Fig. 2CIN70 predicts sensitivity to DNA-damaging agents.
a Lollipop plot showing differences in the median log2(IC50) of 20 compounds tested on 246 CCLE carcinoma cell lines between high CIN70 (≥40th percentile) and low-CIN70 cell lines; color legend reflects median log2(IC50) of CIN70 high–low; dotted line denotes Q < 0.1. b Violin plots of irinotecan (n = 141), topotecan (n = 222), and radiosensitivity (n = 455) by CIN70 bin; boxplot top and bottom edges represent the 1st and 3rd quartiles, respectively; the center line represents the median; whiskers extend to the farthest data points which do not represent outliers (within 1.5x the interquartile range); outliers are plotted as points above and below the box-and-whisker plot; Wilcoxon test. Dashed lines indicate the median of all samples in the plot. c Spearman correlation of cell viability (log2[IC50]) with CIN70 for 4,686 drug compounds among 415 CCLE carcinoma cell lines; compounds with Q < 0.1 are colored by mechanism of action; bar plots represent fraction of significant compounds corresponding to each mechanism of action; dashed line indicates Spearman rho = 0.
Fig. 3Changes in CIN70 following treatment are associated with improved clinical response.
a Clinical cohorts containing pre- and post-treatment biopsies. b Boxplots showing CIN70 score changes between pre-treatment and post-treatment samples of four cohorts with matched pre-/post-treatment biopsies; boxplot top and bottom edges represent the 1st and 3rd quartiles, respectively; the center line represents the median; whiskers extend to the farthest data points which do not represent outliers (within 1.5x the interquartile range); outliers are plotted as points above and below the box-and-whisker plot; paired Wilcoxon test.
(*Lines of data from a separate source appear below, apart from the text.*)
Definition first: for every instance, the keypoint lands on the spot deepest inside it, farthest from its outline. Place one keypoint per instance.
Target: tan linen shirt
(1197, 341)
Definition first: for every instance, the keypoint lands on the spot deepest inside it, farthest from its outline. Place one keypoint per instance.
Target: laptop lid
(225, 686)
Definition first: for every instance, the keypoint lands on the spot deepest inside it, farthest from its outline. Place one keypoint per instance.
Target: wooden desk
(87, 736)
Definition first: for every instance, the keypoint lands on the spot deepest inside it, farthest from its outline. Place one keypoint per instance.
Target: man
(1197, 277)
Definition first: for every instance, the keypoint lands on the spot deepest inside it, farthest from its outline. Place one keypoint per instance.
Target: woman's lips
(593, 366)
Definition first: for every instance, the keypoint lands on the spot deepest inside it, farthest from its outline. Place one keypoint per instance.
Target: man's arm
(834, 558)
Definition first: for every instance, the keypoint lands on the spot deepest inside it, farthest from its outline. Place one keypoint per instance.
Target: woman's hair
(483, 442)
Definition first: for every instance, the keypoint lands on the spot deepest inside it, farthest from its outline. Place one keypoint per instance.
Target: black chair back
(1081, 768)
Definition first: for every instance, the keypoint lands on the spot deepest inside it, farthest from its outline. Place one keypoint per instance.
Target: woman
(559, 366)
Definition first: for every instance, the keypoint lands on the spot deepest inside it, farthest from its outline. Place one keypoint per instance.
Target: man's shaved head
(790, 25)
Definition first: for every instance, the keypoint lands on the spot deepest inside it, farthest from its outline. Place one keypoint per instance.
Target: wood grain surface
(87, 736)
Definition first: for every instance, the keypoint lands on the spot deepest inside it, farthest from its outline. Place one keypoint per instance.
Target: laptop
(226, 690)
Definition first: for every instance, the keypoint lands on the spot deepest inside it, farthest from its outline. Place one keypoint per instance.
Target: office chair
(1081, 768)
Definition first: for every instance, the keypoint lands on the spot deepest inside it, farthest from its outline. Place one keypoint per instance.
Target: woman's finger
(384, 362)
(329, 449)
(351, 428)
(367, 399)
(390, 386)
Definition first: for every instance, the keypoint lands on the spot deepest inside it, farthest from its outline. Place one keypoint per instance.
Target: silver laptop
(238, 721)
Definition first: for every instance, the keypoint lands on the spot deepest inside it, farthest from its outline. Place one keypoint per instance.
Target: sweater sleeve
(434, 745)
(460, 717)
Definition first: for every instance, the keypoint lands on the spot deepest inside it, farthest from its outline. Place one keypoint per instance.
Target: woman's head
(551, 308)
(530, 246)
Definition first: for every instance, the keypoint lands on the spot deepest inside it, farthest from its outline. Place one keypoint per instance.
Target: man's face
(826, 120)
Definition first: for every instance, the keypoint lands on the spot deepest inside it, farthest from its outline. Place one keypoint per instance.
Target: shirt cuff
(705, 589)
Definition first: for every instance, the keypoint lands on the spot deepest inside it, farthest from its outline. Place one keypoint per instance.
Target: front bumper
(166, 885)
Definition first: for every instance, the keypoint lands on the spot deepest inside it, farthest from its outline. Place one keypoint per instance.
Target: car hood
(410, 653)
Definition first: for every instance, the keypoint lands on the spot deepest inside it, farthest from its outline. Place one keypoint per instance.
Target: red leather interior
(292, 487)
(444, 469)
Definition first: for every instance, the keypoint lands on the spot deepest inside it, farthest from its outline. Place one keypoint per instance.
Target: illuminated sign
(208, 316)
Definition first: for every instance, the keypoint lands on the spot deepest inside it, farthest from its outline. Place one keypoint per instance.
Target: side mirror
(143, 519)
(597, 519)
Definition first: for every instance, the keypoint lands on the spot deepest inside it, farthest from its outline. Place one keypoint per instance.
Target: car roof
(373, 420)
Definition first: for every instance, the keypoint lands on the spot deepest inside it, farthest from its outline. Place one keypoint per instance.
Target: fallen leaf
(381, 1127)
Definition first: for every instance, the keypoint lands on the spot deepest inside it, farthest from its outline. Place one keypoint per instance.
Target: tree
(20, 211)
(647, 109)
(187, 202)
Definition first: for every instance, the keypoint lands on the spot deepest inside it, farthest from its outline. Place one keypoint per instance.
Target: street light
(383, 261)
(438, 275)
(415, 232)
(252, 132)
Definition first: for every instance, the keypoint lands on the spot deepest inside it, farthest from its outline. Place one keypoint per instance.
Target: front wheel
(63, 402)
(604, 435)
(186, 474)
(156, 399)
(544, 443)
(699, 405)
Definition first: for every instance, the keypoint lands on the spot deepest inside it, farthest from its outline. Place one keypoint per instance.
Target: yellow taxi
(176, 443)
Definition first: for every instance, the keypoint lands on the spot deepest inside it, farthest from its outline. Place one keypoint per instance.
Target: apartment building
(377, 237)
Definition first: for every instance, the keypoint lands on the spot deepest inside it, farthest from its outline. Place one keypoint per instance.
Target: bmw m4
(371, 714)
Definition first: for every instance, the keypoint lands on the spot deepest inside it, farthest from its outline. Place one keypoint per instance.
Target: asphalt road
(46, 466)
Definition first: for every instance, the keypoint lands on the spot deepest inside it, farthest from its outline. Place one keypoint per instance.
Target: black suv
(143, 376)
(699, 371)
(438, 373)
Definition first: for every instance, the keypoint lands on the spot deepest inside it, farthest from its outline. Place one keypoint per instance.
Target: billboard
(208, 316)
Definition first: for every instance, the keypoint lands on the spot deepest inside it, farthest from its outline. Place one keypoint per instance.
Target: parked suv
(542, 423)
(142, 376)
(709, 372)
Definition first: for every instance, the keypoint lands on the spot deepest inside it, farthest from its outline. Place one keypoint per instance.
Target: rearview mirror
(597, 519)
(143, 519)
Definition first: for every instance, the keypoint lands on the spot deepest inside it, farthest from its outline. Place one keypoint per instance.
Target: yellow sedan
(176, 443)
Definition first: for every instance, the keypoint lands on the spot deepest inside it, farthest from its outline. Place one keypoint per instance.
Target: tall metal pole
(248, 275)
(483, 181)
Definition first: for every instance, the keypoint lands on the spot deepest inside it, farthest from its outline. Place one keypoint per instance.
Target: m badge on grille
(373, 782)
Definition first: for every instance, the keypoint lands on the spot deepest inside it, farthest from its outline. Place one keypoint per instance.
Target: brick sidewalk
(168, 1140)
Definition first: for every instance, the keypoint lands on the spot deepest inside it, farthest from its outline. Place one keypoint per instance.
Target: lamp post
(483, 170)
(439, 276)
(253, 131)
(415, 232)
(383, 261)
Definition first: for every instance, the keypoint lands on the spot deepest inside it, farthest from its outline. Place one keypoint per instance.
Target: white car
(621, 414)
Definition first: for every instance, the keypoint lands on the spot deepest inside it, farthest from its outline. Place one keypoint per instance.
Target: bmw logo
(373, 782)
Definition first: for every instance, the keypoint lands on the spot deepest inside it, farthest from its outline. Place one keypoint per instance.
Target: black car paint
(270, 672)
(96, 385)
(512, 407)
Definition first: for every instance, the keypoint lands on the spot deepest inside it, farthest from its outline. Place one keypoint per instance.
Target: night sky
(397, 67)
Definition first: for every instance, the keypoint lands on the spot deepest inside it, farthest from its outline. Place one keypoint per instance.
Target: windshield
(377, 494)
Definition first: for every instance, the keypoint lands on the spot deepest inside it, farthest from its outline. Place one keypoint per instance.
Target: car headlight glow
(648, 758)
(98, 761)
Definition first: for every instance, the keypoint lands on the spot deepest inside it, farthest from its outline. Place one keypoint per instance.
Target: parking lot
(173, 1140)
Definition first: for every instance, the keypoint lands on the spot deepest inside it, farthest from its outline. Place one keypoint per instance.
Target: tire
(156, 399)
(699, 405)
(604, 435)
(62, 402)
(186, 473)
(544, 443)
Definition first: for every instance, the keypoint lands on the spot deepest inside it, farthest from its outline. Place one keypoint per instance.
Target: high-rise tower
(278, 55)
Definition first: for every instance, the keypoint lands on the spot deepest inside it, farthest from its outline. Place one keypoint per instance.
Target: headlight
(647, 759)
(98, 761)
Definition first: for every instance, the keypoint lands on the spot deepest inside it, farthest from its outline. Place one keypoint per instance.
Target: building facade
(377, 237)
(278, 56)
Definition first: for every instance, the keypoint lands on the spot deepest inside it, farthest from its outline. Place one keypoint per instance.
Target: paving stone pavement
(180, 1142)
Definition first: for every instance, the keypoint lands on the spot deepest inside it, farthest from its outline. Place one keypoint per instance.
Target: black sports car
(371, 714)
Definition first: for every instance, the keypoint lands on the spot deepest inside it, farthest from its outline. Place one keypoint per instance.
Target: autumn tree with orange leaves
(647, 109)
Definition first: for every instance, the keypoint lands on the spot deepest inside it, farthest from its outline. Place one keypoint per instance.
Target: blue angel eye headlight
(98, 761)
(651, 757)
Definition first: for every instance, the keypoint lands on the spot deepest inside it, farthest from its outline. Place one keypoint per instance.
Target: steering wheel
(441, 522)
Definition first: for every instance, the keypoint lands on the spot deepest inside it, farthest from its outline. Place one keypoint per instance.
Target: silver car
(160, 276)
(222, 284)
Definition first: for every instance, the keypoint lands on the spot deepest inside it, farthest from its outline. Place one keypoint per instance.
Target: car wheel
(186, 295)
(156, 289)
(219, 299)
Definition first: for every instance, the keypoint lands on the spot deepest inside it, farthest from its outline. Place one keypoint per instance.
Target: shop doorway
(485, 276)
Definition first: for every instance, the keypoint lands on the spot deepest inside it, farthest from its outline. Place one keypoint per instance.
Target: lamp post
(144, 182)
Paired boxplots showing CIN70 score changes between pre-treatment and post-treatment samples in tumors that showed a pathologic complete response (pCR) vs. non-pCR in the (c) ECT-treated breast cancer and (d) TX-treated breast cancer cohorts; paired Wilcoxon test. e Alluvial plot showing changes in CIN70 bin from pre- to post-treatment samples in the combined ECT- and TX-treated cohorts (n = 39); CIN70 bins on both left and right of plot are defined using the 40th percentile breakpoint from pre-treatment samples determined separately within each cohort. f Proposed mechanism of observed response and outcomes among high versus low-CIN70 tumors.